São Paulo, 27 (AE) - O presidente da Agência Nacional de Telecomunicações (Anatel), Renato Guerreiro, contestou hoje as denúncias da Fundação Procon e do Instituto de Defesa do Consumidor (Idec), de que os preços do serviço de telefonia aumentaram com a privatização. Ele admitiu que a assinatura mensal está mais cara, mas observou que a taxa de habilitação caiu, permitindo popularizar o telefone.
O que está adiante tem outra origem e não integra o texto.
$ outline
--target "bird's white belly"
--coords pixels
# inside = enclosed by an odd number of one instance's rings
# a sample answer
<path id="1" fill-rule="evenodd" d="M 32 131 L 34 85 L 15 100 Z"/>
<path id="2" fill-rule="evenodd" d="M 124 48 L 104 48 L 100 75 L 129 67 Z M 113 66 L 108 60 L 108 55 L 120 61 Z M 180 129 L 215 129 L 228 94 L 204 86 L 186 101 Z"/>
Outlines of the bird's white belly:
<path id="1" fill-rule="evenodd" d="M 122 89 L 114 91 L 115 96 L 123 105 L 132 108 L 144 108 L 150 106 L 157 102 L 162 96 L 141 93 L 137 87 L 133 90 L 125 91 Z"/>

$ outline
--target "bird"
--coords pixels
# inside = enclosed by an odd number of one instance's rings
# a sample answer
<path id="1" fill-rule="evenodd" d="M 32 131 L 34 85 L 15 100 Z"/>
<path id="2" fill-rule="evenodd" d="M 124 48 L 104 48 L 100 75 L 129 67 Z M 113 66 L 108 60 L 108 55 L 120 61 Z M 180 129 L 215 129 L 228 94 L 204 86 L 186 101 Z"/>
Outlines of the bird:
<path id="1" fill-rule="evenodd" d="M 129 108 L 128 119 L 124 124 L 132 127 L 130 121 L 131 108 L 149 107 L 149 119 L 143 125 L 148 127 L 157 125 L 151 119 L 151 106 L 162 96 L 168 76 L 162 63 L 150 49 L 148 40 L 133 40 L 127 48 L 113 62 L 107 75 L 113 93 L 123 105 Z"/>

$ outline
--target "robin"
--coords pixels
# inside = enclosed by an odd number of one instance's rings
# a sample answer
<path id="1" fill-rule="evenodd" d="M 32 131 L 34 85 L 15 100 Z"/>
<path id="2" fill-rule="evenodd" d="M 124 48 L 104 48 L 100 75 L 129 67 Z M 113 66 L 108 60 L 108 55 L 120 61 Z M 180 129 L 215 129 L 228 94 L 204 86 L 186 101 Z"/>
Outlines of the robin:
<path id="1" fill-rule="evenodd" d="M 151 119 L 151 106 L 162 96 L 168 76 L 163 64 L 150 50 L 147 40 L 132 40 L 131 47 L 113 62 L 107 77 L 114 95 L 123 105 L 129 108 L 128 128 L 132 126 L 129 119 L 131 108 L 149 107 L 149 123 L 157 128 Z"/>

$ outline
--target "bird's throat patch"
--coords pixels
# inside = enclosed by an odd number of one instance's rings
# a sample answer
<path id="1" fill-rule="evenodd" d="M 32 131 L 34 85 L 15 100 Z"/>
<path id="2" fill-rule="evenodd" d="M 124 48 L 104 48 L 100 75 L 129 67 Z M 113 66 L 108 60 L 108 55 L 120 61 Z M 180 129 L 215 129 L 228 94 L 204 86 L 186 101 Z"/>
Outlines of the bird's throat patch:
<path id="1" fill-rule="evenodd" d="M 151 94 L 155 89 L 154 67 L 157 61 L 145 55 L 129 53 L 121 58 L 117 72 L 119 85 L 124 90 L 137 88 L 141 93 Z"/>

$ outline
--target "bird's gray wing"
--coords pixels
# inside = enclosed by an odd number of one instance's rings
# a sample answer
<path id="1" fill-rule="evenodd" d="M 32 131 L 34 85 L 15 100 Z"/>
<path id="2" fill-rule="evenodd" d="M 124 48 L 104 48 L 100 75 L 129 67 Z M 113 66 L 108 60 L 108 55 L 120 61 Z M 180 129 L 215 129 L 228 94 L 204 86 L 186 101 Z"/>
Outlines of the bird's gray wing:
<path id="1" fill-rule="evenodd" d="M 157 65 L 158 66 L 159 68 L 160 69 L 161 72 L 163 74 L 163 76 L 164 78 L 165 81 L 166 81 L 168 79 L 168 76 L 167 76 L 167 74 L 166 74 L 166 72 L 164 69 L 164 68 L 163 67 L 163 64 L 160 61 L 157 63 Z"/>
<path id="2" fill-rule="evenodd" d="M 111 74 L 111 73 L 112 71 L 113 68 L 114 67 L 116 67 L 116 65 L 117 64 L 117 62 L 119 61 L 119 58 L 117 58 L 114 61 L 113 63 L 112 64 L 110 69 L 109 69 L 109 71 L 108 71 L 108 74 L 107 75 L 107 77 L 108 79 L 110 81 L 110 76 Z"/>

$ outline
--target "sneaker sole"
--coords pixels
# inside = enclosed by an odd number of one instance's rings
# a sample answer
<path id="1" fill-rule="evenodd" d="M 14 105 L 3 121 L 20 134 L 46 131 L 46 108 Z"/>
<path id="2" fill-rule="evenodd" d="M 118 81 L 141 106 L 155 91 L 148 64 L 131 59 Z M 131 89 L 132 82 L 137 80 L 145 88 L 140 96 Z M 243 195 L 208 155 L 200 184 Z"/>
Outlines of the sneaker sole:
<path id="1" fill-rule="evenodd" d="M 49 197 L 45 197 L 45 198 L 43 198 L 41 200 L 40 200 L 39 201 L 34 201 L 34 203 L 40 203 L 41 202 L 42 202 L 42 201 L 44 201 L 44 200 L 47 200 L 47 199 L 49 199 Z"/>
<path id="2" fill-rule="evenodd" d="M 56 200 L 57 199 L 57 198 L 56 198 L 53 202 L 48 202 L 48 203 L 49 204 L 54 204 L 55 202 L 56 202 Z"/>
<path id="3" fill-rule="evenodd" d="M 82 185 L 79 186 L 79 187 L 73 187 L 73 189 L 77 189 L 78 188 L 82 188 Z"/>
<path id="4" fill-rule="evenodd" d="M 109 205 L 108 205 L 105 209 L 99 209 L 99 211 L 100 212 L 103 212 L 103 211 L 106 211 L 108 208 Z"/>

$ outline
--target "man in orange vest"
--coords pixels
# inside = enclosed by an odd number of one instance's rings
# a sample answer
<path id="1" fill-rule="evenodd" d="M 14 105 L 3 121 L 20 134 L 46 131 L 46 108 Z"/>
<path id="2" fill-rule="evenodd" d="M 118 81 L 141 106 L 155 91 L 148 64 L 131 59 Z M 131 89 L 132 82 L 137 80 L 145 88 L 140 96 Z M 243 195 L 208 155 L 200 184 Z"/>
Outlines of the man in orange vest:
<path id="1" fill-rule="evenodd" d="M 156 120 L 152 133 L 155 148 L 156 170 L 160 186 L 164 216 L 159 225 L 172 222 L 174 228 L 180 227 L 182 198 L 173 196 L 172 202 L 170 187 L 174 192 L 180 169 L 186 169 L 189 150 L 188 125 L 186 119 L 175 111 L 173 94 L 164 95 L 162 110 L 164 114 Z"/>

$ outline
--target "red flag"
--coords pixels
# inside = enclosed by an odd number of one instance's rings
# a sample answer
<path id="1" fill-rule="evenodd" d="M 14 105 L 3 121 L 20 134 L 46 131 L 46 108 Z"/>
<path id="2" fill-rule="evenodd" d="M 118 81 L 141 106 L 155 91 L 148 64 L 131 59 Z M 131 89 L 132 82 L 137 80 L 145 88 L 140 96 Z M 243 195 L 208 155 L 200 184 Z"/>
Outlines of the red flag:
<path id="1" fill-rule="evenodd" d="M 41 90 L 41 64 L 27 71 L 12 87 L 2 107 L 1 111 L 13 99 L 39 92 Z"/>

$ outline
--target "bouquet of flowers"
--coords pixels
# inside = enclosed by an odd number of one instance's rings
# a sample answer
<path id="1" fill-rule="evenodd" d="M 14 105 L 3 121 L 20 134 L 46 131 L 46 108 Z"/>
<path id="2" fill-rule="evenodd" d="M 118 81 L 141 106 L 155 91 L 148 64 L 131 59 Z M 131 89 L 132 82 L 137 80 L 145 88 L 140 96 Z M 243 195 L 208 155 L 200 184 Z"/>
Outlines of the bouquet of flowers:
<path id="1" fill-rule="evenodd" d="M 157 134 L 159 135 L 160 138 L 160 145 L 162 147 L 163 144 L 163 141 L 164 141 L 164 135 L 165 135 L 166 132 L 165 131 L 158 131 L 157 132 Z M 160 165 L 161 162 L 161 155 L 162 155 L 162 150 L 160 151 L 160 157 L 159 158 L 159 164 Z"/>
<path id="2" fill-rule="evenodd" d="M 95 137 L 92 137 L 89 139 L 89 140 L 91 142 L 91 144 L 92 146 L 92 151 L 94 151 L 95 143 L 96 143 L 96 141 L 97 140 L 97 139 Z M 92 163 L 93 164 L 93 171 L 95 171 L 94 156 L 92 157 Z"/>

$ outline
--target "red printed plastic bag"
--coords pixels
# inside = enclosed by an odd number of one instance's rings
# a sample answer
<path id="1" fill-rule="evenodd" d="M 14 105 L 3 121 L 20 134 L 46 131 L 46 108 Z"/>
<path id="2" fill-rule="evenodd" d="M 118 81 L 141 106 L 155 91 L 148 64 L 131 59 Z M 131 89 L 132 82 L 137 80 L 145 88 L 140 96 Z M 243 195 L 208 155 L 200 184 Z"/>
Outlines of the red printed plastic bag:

"Um órgão como esse não merece ser chamado de defesa do consumidor", afirmou. Segundo a Anatel, o serviço telefônico fixo residencial caiu 19% entre 1994 e 1999, considerando-se que a habilitação foi reduzida de R$ 1.118,00 para o preço médio de R$ 55,00. Mas a assinatura subiu de R$ 0,44 para R$ 12,00; o pulso, de R$ 0,22 para R$ 0,61; e o minuto interurbano, de R$ 0 18 para R$ 0,19. Foi reduzido o preço do minuto internacional de R$ 1,85 para R$ 1,10. Todos esses valores sem tributos.
Segundo Guerreiro, embora a tarifação tenha aumentado, a redução na taxa de habilitação tem de ser descontada em trinta e seis meses, segundo padrões internacionais, o que resulta na queda de 19%. "O aumento dos serviços é absolutamente desprezível em vista dos benefícios", afirmou.
Até o final do ano, o total de telefones vai superar os 28 milhões, incluindo cerca de dois milhões de telefones das empresas-espelho, que farão concorrências às atuais operadoras da telefonia fixa. "É impensável que pudéssemos ter isso se o Estado continuasse à frente das telecomunicações porque não tínhamos como fazer esses investimentos", declarou Guerreiro. Até agosto deste ano, o Brasil chegou a 25,8 milhões de telefones fixos, 680 mil públicos e 11,6 milhões de celulares.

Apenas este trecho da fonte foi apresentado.